Friday, 19 December 2014

Movie Review: Stella Dallas (1937)


A touching mother-daughter drama, Stella Dallas is an affecting and brilliantly conceived film, featuring a career-highlight performance from star Barbara Stanwyck.

In a Massachusetts factory town after the Great War, Stella Martin (Stanwyck) is eager to win the heart of the handsome and capable Stephen Dallas (John Boles). Now working in mid-management at the factory, Stephen comes from a once rich family, and lost his father to suicide and his bride-to-be Helen to another man. Stella eventually wins Stephen's heart; they get married and a year later daughter Laurel is born.

Stella is eager to be seen as a sophisticated society woman, but her behaviour is over-eager and more awkward than elegant. Stephen pleads with her to calm down and be herself, but she makes friends with the boorish Ed Munn (Alan Hale), further alienating Stephen who moves to New York to further his career. Left alone Stella dedicates her life to Laurel, who grows into a well-behaved young lady (Anne Shirley), devoted to her mother but still on good terms with her distant father. Stephen has meanwhile reconnected with Helen (Barbara O'Neil), now a widow with three boys of her own. With Stella struggling to remain relevant in Laurel's life, the fractured family reaches a crossroads.

Directed by King Vidor and based on the book by Olive Higgins Prouty, Stella Dallas is an always engaging drama about a woman who reached for the stars of the good life but found her grasp exceeding her abilities to cope. Stella's basic social talent gives her a taste of a life that she could have enjoyed, but her fundamental lack of sophistication forces her to stumble, fall and ultimately reevaluate what is most important to her. This is not a film about happiness or sadness, just life, unintended consequences and the challenging decisions that must be confronted under less than ideal conditions.

The mother-daughter relationship is at the core of the film, and Laurel becomes the one anchor in Stella's life. Stella strives to give her daughter the best possible opportunities in life, and in return, Laurel gives her mother a reason to persevere. Rarely has a film so beautifully captured the complex and difficult bond of inter-dependence between mother and daughter.

Vidor keeps the film moving at a brisk pace, the progression of the familial relationships summarized through key scenes that demonstrate, rather than talk about, the evolution of connections between Stella, Stephen, Ed, Laurel and Helen. The film's editing and pacing are years ahead of their time, Vidor producing a masterclass of vignettes that say a thousand words without dialogue.

Ed clumsily snuffing out a cigar in young Laurel's bowl is shown but never mentioned; it represents a breaking point for Stephen. Stella's fashion disaster at the tennis club is never discussed by anyone except as gossip between unnamed strangers. Yet it is the moment of truth for both Stella and Laurel, the physical manifestation of Stella reaching the limits of her usefulness as a mother to the blossoming Laurel.

Barbara Stanwyck delivers the performance of her life as Stella Dallas, starting as a young flirty thing eager to land a prize husband, and ending as a mother willing to sacrifice the world for her daughter's happiness.
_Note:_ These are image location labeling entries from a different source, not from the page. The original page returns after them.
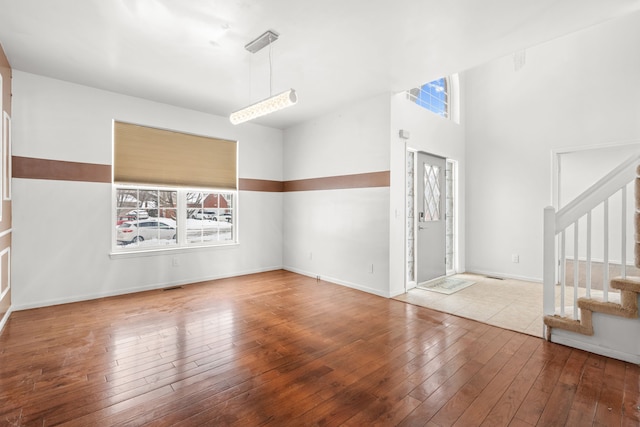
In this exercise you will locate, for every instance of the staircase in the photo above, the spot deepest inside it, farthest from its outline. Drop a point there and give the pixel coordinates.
(608, 327)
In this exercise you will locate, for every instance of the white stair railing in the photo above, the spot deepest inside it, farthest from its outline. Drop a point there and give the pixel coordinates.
(557, 225)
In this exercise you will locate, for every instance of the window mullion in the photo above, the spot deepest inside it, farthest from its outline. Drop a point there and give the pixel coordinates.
(182, 217)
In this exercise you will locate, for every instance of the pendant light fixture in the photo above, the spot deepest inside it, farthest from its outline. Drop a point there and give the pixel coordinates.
(274, 102)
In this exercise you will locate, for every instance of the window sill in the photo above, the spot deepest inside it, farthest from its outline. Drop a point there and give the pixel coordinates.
(169, 251)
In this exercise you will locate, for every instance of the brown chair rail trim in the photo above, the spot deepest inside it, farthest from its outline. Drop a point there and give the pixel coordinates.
(32, 168)
(247, 184)
(362, 180)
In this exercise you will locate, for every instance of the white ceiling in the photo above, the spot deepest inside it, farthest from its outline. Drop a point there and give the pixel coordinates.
(190, 53)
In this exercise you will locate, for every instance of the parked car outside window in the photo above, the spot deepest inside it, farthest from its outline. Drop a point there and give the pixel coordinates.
(149, 229)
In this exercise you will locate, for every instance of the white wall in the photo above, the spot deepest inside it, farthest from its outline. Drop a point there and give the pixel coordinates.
(339, 234)
(431, 134)
(576, 91)
(62, 229)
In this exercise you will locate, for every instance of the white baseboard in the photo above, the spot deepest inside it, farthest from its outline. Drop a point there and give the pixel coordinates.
(603, 351)
(131, 290)
(5, 318)
(504, 276)
(362, 288)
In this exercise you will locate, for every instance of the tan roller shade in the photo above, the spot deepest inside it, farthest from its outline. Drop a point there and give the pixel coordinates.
(145, 155)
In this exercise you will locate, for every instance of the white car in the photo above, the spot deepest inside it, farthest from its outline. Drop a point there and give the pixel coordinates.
(147, 229)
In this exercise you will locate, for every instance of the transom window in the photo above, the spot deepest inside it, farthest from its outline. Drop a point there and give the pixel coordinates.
(433, 96)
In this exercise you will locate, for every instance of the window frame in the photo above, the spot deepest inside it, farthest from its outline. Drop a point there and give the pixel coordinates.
(181, 244)
(451, 84)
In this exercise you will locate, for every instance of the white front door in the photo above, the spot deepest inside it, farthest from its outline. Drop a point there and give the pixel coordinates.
(430, 208)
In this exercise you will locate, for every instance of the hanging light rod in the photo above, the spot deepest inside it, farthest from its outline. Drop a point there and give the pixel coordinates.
(262, 41)
(273, 103)
(264, 107)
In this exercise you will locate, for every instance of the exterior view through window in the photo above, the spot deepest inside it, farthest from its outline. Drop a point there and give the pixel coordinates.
(150, 218)
(433, 96)
(172, 189)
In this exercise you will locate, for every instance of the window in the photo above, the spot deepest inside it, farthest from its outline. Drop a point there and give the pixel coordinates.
(210, 217)
(433, 96)
(157, 204)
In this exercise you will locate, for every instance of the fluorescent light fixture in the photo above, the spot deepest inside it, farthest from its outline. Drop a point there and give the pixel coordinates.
(264, 107)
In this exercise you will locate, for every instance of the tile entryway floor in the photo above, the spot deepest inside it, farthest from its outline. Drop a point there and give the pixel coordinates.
(509, 304)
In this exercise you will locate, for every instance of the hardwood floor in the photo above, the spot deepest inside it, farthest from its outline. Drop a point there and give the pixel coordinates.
(279, 349)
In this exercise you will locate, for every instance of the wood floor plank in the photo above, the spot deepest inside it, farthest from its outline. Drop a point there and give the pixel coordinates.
(279, 349)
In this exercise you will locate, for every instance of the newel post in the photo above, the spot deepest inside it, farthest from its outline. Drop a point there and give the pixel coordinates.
(549, 261)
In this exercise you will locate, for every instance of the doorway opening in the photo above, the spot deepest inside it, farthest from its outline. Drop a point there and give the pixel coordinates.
(431, 227)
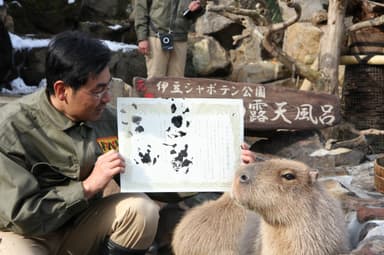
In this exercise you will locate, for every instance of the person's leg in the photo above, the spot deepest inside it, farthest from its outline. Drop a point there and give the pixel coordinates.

It is to Stanwyck's enormous credit that she nails complex emotions without once resorting to over-the-top emotional outbursts or excessive melodrama. Indeed, Stanwyck scales the peaks of intensity by pulling back, delivering with silence and deft expressions mountains of feeling.

The many remarkable highlights include Stella lying awake in her train bunk bed, overhearing gossip, unable to do anything except quietly grieve for the embarrassment caused to her daughter. And the final scene, with Stella alone and silent, this time behind the fence, outside the window and in the rain witnessing her life carrying on without her, is devastating in its combination of outright relief and unimaginable pain on Stella's face.

This was the first of four Best Actress Academy Award nominations in eleven years for Stanwyck. She never won, but it is doubtful that she ever came closer to receiving the Oscar.

The supporting cast is solid, with Anne Shirley catching the eye as the grown up Laurel, a young woman caught between a deep love for her imperfect mother and the twinkling promises that only start to become available once Stella is sidelined.

Stella Dallas is an exceptional achievement, a film about people with emotions real and pure, ensuring enduring relevance.